I'm very very eager to learn so any advice or tips would be greatly appreciated(just please don't tell me this game is impossible).

Thanks in advance.

UPDATE: Getting feedback that this is hard to solve. So I thought I'd add another condition to the game that won't interfere with what the player is doing(game stays the same for them) but everyday the value of the fruits change price(randomly). Would that make it easier to solve? Because within a 5% movement and certain fruit value changes, only a few combo's are probable over time. Day 1, anything is possible and getting a close enough range is almost impossible, but as the prices of fruits change and the user can only choose a 5% change, then shouldn't(over time) the range be narrow and narrow. In the above example, if prices are volatile enough I think I could brute force a solution that gave me a range to guess in, but I'm trying to figure out if there's a more elegant solution or other solutions to keep narrowing this range over time.

UPDATE2: After reading and asking around, I believe this is a hidden markov/Viterbi problem that tracks the changes in fruit prices as well as total sum(weighting the last data point the heaviest). I'm not sure how to apply the relationship though. I think this is the case and could be wrong but at the least I'm starting to suspect this is a some type of machine learning problem.

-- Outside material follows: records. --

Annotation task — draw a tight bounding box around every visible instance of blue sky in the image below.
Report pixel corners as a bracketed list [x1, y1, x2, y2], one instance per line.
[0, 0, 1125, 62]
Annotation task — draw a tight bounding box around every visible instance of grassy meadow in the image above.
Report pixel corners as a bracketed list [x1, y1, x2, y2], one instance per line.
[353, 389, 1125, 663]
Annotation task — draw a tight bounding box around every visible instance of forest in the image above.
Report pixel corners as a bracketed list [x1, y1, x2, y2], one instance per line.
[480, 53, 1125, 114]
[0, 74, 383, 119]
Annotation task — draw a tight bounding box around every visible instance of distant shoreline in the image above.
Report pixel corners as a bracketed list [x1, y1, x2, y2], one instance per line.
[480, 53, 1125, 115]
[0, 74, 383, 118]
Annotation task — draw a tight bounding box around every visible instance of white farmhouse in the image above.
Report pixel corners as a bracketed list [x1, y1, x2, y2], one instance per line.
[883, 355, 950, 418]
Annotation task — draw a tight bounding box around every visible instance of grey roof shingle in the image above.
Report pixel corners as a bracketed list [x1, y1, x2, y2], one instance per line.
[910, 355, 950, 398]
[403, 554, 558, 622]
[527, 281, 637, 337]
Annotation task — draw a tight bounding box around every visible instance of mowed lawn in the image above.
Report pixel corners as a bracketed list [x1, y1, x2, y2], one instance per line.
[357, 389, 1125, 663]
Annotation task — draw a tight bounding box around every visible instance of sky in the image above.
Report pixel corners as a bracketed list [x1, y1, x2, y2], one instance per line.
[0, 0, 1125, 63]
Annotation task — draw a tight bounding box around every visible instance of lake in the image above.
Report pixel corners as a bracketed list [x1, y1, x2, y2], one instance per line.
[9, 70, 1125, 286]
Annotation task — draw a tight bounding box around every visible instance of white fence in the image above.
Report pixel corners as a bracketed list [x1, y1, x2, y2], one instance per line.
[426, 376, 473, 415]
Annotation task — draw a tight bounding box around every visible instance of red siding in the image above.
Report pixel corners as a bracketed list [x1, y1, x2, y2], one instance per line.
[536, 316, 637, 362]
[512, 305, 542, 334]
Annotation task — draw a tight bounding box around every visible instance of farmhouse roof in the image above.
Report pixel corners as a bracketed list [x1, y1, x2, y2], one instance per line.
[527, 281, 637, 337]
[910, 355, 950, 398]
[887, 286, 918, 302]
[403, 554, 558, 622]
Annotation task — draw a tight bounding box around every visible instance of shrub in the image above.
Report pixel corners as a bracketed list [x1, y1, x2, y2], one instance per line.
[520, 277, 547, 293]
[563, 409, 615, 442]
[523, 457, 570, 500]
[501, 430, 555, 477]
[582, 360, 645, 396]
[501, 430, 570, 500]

Update3: I am created a test case(with smaller numbers) and a generator to help automate the user generated data and I am trying to create a graph from it to see what's more likely. Here's the code, along with the total values and comments on what the users actually fruit quantities are.

#!/usr/bin/env python
import itertools

#Fruit price data
fruitPriceDay1 = {'Apple':1,'Pears':2,'Oranges':3}
fruitPriceDay2 = {'Apple':2,'Pears':3,'Oranges':4}
fruitPriceDay3 = {'Apple':2,'Pears':4,'Oranges':5}

#generate possibilities for testing(Warning..will not scale with large numbers)
def possibilityGenerator(target_sum, apple, pears, oranges):
    allDayPossible = {}
    counter = 1
    apple_range = range(0, target_sum + 1, apple)
    pears_range = range(0, target_sum + 1, pears)
    oranges_range = range(0, target_sum + 1, oranges)
    for i, j, k in itertools.product(apple_range, pears_range, oranges_range):
        if i + j + k == target_sum:
            currentPossible = {}
            #print counter
            #print 'Apple', ':', i/apple, ',', 'Pears', ':', j/pears, ',', 'Oranges', ':', k/oranges
            currentPossible['apple'] = i/apple
            currentPossible['pears'] = j/pears
            currentPossible['oranges'] = k/oranges
            #print currentPossible
            allDayPossible[counter] = currentPossible
            counter = counter +1
    return allDayPossible

#total sum being returned by user for value of fruits            
totalSumDay1=26 # computer does not know this but users quantities are apple: 20, pears 3, oranges 0 at the current prices of the day
totalSumDay2=51 # computer does not know this but users quantities are apple: 21, pears 3, oranges 0 at the current prices of the day
totalSumDay3=61 # computer does not know this but users quantities are apple: 20, pears 4, oranges 1 at the current prices of the day
graph = {}
graph['day1'] = possibilityGenerator(totalSumDay1, fruitPriceDay1['Apple'], fruitPriceDay1['Pears'], fruitPriceDay1['Oranges'] )
graph['day2'] = possibilityGenerator(totalSumDay2, fruitPriceDay2['Apple'], fruitPriceDay2['Pears'], fruitPriceDay2['Oranges'] )
graph['day3'] = possibilityGenerator(totalSumDay3, fruitPriceDay3['Apple'], fruitPriceDay3['Pears'], fruitPriceDay3['Oranges'] )
#sample of dict = 1 : {'oranges': 0, 'apple': 0, 'pears': 0}..70 : {'oranges': 8, 'apple': 26, 'pears': 13}
print graph

We'll combine graph-theory and probability:

On the 1st day, build a set of all feasible solutions. Lets denote the solutions set as A1={a1(1), a1(2),...,a1(n)}.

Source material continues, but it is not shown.